Trump as ‘war leader’: an assumed transformation These strikes aim to do much more than bring Tehran back to the negotiating table. Trump is trying to redefine the terms of this 47-year conflict and secure a place in history by resolving it decisively. Therein lies the historical ambition of Trump: he does not see himself as a ‘war leader’ in spite of himself but as one who resolves what his predecessors evaded. Reagan, Clinton, Bush, Obama, and Biden—all managed Iran without making a decision. Trump decided to strike. His post-strike rhetoric confirms it: calls to the Iranian people to “rise up,” speeches on freedom, and promises that “peace is within reach.” It is a warrior posture.
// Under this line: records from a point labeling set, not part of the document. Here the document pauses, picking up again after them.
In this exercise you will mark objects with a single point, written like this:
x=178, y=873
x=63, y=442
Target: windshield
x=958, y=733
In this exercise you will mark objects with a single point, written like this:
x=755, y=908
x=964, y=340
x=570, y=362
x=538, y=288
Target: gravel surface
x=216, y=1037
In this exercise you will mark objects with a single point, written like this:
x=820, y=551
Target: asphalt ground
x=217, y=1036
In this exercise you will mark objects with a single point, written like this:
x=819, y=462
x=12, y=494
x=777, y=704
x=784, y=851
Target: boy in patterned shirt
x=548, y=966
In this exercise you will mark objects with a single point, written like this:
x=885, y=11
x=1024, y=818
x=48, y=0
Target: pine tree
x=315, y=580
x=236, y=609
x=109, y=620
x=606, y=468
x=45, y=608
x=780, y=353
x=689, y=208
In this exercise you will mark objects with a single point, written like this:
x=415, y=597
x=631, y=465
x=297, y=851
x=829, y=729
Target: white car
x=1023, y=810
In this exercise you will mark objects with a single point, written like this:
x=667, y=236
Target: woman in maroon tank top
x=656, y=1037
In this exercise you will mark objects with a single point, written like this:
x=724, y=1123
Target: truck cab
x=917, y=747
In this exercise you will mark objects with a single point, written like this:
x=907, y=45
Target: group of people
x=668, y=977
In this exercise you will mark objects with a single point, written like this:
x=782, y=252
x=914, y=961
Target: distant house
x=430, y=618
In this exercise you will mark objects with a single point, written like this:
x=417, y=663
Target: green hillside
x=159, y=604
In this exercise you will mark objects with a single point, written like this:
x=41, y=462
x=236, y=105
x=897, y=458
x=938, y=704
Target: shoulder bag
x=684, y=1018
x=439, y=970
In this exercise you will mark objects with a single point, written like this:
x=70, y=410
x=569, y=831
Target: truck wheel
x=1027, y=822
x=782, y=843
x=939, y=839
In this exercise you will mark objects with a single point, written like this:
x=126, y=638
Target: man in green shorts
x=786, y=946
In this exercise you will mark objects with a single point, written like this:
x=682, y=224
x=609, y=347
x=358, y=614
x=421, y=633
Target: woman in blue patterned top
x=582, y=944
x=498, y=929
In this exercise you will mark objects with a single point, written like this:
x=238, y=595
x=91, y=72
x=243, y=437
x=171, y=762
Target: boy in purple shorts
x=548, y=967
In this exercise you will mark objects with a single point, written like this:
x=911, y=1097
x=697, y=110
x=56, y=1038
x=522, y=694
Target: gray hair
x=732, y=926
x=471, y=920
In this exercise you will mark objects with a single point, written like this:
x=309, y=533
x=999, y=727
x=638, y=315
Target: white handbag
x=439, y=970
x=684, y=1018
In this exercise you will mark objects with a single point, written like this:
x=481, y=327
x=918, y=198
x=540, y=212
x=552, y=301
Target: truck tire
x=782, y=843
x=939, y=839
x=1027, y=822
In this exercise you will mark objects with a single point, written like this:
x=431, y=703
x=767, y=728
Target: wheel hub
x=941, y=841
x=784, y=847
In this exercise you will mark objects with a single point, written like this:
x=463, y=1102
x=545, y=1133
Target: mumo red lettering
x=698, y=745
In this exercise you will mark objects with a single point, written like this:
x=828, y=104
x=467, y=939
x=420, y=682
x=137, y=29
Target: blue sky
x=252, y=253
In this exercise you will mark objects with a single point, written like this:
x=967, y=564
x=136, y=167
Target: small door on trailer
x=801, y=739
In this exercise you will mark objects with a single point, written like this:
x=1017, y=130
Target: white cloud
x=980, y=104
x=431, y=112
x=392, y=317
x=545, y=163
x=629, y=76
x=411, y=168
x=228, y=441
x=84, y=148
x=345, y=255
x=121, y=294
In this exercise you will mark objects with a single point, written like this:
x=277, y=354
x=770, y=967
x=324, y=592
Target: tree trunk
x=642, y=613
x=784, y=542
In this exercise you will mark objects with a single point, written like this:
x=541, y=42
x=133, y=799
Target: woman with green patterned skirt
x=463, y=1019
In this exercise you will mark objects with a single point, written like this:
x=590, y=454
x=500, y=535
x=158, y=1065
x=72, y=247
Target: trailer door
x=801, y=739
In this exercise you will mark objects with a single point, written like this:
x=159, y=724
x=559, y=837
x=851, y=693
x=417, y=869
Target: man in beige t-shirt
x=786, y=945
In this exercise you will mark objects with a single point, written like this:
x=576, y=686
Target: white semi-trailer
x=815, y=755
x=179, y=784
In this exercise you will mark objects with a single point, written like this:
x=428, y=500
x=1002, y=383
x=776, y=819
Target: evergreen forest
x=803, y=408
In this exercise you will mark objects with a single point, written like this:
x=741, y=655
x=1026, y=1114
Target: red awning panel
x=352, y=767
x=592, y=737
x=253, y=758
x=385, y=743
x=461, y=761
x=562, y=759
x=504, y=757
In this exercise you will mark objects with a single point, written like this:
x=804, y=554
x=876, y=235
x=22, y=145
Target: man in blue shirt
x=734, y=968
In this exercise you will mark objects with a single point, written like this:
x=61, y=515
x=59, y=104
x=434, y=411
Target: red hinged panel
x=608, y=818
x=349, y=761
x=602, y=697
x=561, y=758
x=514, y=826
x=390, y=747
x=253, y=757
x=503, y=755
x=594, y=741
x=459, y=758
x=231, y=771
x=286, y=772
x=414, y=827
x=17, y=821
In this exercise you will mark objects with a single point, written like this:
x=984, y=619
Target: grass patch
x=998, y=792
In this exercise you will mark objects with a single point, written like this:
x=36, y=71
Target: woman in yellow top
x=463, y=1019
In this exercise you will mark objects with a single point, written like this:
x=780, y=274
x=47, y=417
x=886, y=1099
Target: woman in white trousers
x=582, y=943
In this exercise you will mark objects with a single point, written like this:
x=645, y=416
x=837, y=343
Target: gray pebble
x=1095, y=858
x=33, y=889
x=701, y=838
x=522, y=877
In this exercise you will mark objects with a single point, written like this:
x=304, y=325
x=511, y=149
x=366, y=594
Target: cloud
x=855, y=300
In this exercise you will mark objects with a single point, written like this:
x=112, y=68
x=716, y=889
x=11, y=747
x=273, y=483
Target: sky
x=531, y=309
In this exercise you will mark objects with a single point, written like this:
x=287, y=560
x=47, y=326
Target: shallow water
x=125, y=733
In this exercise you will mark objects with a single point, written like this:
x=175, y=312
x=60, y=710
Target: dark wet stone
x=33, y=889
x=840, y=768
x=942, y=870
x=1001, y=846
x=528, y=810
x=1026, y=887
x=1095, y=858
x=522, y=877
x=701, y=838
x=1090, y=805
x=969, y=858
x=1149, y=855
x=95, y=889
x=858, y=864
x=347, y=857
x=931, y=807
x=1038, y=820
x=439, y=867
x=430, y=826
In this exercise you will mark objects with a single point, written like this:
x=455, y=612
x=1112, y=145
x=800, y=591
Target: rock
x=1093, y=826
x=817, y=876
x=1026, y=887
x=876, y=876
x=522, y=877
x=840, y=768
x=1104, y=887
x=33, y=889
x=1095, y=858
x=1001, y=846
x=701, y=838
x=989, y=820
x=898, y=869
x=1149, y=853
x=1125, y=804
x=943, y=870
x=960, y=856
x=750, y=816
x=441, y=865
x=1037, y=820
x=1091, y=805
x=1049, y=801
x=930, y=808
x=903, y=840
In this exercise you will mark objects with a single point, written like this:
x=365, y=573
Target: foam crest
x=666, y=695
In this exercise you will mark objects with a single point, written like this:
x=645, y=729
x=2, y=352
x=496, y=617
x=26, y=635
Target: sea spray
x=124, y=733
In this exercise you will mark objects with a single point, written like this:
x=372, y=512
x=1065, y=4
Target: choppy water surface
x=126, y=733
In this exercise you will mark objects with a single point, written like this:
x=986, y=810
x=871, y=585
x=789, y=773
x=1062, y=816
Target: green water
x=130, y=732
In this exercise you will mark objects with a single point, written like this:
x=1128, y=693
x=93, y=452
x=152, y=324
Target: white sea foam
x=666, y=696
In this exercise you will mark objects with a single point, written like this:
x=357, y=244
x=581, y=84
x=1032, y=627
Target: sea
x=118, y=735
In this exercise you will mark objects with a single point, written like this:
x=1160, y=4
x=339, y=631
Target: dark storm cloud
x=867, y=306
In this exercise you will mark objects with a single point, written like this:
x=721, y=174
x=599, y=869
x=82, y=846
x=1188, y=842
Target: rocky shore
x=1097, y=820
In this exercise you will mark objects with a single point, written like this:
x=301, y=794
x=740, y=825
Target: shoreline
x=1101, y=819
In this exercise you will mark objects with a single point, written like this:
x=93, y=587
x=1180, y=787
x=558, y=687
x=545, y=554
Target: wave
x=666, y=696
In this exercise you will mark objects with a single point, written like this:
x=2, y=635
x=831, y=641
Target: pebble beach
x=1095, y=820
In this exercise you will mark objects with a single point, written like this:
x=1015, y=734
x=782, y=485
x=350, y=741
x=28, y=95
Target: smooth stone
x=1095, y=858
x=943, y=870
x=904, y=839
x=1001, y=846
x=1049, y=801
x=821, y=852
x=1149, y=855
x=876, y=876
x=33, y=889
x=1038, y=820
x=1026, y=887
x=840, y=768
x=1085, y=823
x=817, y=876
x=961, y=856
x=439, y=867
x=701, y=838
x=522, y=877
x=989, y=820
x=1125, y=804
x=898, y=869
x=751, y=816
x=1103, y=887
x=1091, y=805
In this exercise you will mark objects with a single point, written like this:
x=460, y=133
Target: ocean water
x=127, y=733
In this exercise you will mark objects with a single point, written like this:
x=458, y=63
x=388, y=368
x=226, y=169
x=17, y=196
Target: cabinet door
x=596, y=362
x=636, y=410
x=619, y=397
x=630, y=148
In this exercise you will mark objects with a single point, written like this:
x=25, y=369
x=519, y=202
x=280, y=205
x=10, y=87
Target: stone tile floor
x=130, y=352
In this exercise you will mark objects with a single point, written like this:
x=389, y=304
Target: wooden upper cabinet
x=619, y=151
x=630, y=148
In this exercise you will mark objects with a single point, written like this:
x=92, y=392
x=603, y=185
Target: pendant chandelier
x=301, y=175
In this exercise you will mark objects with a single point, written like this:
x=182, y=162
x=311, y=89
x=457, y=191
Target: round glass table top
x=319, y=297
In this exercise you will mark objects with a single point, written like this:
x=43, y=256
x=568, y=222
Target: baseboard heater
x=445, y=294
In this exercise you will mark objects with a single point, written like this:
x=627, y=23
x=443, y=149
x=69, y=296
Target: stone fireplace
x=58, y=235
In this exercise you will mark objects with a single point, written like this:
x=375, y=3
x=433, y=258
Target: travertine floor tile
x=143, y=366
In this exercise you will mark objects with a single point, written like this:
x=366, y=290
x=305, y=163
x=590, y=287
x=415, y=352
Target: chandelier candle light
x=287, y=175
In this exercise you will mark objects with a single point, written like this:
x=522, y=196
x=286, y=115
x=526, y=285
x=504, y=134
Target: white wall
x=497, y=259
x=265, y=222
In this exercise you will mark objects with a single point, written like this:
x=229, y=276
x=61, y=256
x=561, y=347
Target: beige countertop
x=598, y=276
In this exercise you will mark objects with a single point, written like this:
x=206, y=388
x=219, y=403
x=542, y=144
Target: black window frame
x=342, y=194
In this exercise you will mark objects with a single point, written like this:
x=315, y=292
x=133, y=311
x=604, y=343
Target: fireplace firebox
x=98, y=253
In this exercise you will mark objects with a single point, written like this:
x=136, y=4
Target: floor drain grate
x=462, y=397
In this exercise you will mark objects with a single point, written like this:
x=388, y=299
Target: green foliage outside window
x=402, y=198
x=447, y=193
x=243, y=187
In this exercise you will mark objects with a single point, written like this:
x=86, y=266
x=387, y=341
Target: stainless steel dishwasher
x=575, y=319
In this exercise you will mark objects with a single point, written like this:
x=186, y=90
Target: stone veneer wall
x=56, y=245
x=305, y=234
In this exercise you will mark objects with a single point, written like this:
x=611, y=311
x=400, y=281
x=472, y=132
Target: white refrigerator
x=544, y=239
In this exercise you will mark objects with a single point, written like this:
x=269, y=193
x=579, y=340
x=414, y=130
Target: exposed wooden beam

Major geopolitical risks Iran is not Iraq in 2003. It has more cohesive state institutions, a deeply rooted ideological structure, and regional networks that extend well beyond its borders. Several questions remain open: — The succession to Khamenei. His death creates an institutional vacuum unprecedented since 1989. The regime can collapse or, on the contrary, radicalize around an even harder successor. — The Strait of Hormuz. 20% of global oil passes through it. A prolonged closure would have considerable global economic effects. — The reaction of Russia and China, which have strategic links with Tehran, cannot remain passive in the face of what resembles a change in the regional order. — The precedent for North Korea is that Iran without a bomb has been attacked, which may reinforce Kim Jong-un’s conviction that nuclear weapons are the only true protection.
Trump does claim to be a warlord, but he does so in a very specific way: while his rhetoric is unclear (the man who wanted fewer wars delivers perhaps the largest since Iraq), his strategic goals—removing the Iranian threat, enforcing a regime change, and strengthening American power in the Middle East—are coherent. He employs the language of peace to defend war acts because he believes that using force is the quickest way to achieve a more stable order. This paradox is typical of the character. Whether this was a wise or fatal geostrategic gamble will be determined by history.